Which one of the following lifestyles sounds most appealing to you:
- He is a healthy, middle-aged father who socializes at least six hours a day and has a few good friends he can count on. He sleeps at least seven hours most nights, walks to work, and eats six servings of fruits and vegetables most days. He works no more than 40 hours a week at a job he loves with co-workers he enjoys. He spends a few hours every week volunteering; on the weekends he worships God and indulges his passion for soccer. He lives among like-minded people in the verdant, temperate Central Valley of Costa Rica.
- She has a loving partner and three young children, she lives in a tightly knit cohousing community with other families who share chores, childcare, and meals in a communal kitchen. She’s a sociologist, a job that challenges and engages her every day. She and her family bicycle to work, the store, and the children’s school, which helps keep them fit. She pays high taxes on her modest salary but gets health care and education for her family, as well as guaranteed retirement income. She lives in Denmark, where people feel confident the government will make sure that nothing too bad happens to them.
- He is a successful entrepreneur, drives a $750,000 BMW and lives in a $10 million house. He’s married, with four well-behaved children who excel at school. He put himself through school working four jobs and started a company that eventually grew into a $59 million multinational enterprise. He works about 60 hours a week between his business and his philanthropic pursuits. He’s earned the respect of his employees, peers, and the larger community. He’s worked hard to achieve his success, but he readily admits that he probably couldn’t have created this life anywhere other than Singapore.
The first person enjoys the pleasure of living daily life to the fullest in a place that mitigates stress and maximizes joy. Scientists call his type of happiness experienced happiness or positive affect. Surveys measure it by asking people how often they smiled, laughed, or felt joy during the past 24 hours.

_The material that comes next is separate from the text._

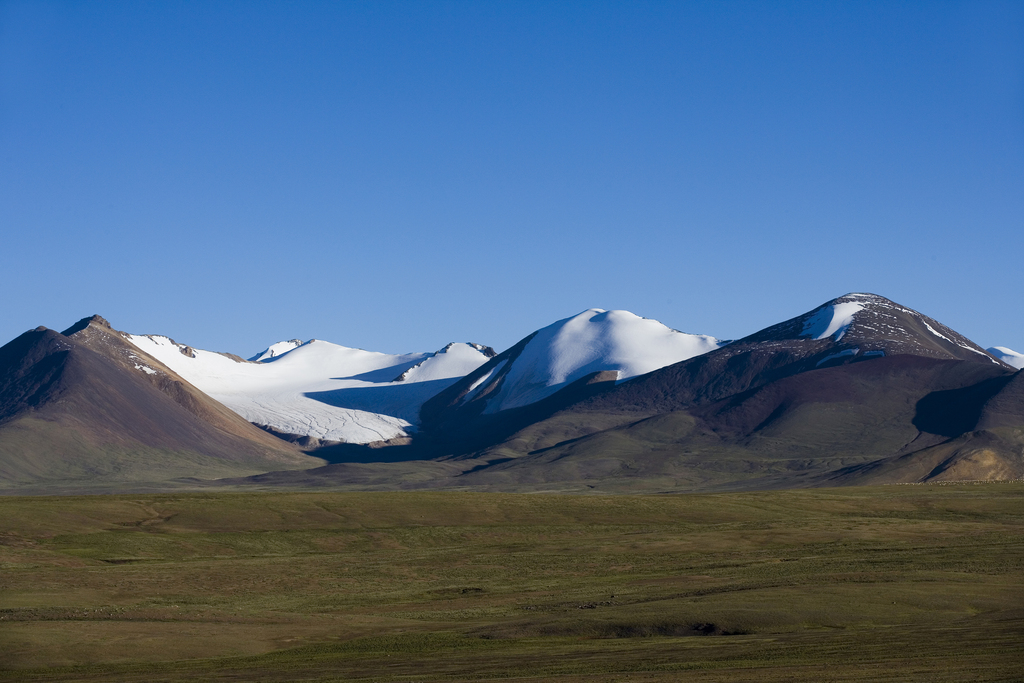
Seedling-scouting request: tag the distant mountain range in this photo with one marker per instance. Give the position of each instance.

The second person represents a brand of happiness typified in the purpose-driven life. This concept was made popular by Aristotle, who believed that true happiness came only from a life of meaning—of doing what was worth doing. This type of happiness is measured by asking respondents whether they learned or did something interesting yesterday.
The third person represents the “life satisfaction” strand of happiness. Social scientists often measure this type of happiness by asking people to rate their lives on a scale of zero to 10. Experts also call this evaluative happiness. Internationally it’s considered the gold standard metric of well-being.
These profiles and info about happiness come from Dan Buettner, author of The Blue Zones of Happiness.
The researchers who publish the annual World Happiness Report found that about three-quarters of human happiness is driven by six factors: strong economic growth, healthy life expectancy, quality social relationships, generosity, trust, and freedom to live the life that’s right for you. These factors don’t materialize by chance; they are intimately related to a country’s government and its cultural values. In other words the happiest places incubate happiness for their people.
Given how important “place” is to one’s happiness, it’s disappointing that the U.S. isn’t one of the top 10 happiest places. Does that suggest that our government and cultural values to not incubate happiness?
Buettner does offer a profile of the town of Boulder, CO, using the town as an example of where people have worked to create a community that can support the happiness of its members. I have been to Boulder a couple of times, and it is one of my favorite places to visit in the U.S.
So creating communities to incubate happiness can be done it the U.S., but it needs to be done proactively.
As to which of the three profiles above sound most appealing to me, I think it would be combination of the first two. Having a few good friends, volunteering, socializing, and living a healthy lifestyle sounds quite appealing, but I think your life has to have some purpose to it, as noted in the second lifestyle featured.